Consider the table baseballStats
Column
Type
playerID
STRING
yearID
INT
teamID
STRING
league
STRING
playerName
STRING
playerStint
INT
numberOfGames
INT
numberOfGamesAsBatter
INT
AtBatting
INT
runs
INT
and dim table dimBaseballTeams
Column
Type
teamID
STRING
teamName
STRING
teamAddress
STRING
several acceptable queries are:

Dim-Fact LOOKUP example

SELECT
playerName,
teamID,
LOOKUP('dimBaseballTeams', 'teamName', 'teamID', teamID) AS teamName,
LOOKUP('dimBaseballTeams', 'teamAddress', 'teamID', teamID) AS teamAddress
FROM baseballStats
playerName
teamID
teamName
teamAddress
David Allan
BOS
Boston Red Caps/Beaneaters (from 1876–1900) or Boston Red Sox (since 1953)
4 Jersey Street, Boston, MA
David Allan
CHA
null
null
David Allan
SEA
Seattle Mariners (since 1977) or Seattle Pilots (1969)
1250 First Avenue South, Seattle, WA
David Allan
SEA
Seattle Mariners (since 1977) or Seattle Pilots (1969)
1250 First Avenue South, Seattle, WA

Self LOOKUP example

SELECT
teamID,
teamName AS nameFromLocal,
LOOKUP('dimBaseballTeams', 'teamName', 'teamID', teamID) AS nameFromLookup
FROM dimBaseballTeams
teamID
nameFromLocal
nameFromLookup
ANA
Anaheim Angels
Anaheim Angels
ARI
Arizona Diamondbacks
Arizona Diamondbacks
ATL
Atlanta Braves
Atlanta Braves
BAL
Baltimore Orioles (original- 1901–1902 current- since 1954)
Baltimore Orioles (original- 1901–1902 current- since 1954)

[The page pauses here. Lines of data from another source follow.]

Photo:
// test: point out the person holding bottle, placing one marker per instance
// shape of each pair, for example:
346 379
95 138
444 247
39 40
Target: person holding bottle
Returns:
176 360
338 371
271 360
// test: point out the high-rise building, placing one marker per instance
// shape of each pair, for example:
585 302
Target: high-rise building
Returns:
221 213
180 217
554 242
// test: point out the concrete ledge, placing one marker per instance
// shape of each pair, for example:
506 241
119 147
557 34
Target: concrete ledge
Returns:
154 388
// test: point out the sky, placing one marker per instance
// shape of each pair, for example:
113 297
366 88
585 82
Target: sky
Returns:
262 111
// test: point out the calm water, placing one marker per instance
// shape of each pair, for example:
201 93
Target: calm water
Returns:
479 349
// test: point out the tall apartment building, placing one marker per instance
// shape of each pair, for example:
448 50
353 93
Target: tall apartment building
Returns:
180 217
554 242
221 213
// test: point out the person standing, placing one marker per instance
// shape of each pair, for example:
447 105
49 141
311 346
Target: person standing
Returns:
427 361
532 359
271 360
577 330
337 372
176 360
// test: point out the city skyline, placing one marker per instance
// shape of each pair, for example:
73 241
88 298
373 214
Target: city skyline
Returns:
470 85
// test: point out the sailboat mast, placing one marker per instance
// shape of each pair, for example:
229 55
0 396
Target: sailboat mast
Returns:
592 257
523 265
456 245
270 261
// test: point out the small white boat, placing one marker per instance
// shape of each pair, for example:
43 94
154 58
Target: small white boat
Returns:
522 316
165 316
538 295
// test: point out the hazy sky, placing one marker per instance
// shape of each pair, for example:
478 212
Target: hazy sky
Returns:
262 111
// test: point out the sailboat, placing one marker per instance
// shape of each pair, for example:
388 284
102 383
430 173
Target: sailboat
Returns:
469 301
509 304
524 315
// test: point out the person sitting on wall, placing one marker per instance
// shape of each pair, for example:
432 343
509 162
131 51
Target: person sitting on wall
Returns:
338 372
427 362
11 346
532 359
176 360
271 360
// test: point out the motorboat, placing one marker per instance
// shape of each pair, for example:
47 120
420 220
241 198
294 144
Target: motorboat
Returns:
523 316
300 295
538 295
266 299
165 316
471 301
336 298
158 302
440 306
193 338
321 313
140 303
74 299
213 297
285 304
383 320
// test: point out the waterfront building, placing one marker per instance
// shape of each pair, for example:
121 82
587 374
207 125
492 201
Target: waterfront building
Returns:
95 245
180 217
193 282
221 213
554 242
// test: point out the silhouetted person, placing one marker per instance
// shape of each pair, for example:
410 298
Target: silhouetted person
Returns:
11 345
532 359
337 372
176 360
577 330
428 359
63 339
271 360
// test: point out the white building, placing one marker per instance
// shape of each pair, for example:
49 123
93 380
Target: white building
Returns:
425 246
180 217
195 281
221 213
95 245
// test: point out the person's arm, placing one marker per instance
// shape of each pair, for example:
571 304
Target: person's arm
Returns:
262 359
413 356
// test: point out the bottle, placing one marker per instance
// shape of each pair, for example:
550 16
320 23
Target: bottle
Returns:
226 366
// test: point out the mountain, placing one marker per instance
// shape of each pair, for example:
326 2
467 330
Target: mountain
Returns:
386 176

Complex-partition-key-columns Example

Consider a single dimension table with schema:
BILLING SCHEMA
Column
Type
customerId
INT
creditHistory
STRING
firstName
STRING
lastName
STRING
isCarOwner
BOOLEAN
city
STRING
maritalStatus
STRING
buildingType
STRING
missedPayment
STRING
billingMonth
STRING

Self LOOKUP example

select
customerId,
missedPayment,
LOOKUP('billing', 'city', 'customerId', customerId, 'creditHistory', creditHistory) AS lookedupCity
from billing
customerId
missedPayment
lookedupCity
341
Paid
Palo Alto
374
Paid
Mountain View
398
Paid
Palo Alto
427
Paid
Cupertino
435
Paid
Cupertino

Usage FAQ

  • The data return type of the UDF will be that of the dimColToLookUp column type.
  • when multiple primary key columns are used for the dimension table (e.g. composite primary key), please ensure that the order of keys appearing in the lookup() UDF is the same as the order defined in the primaryKeyColumns from the dimension table schema.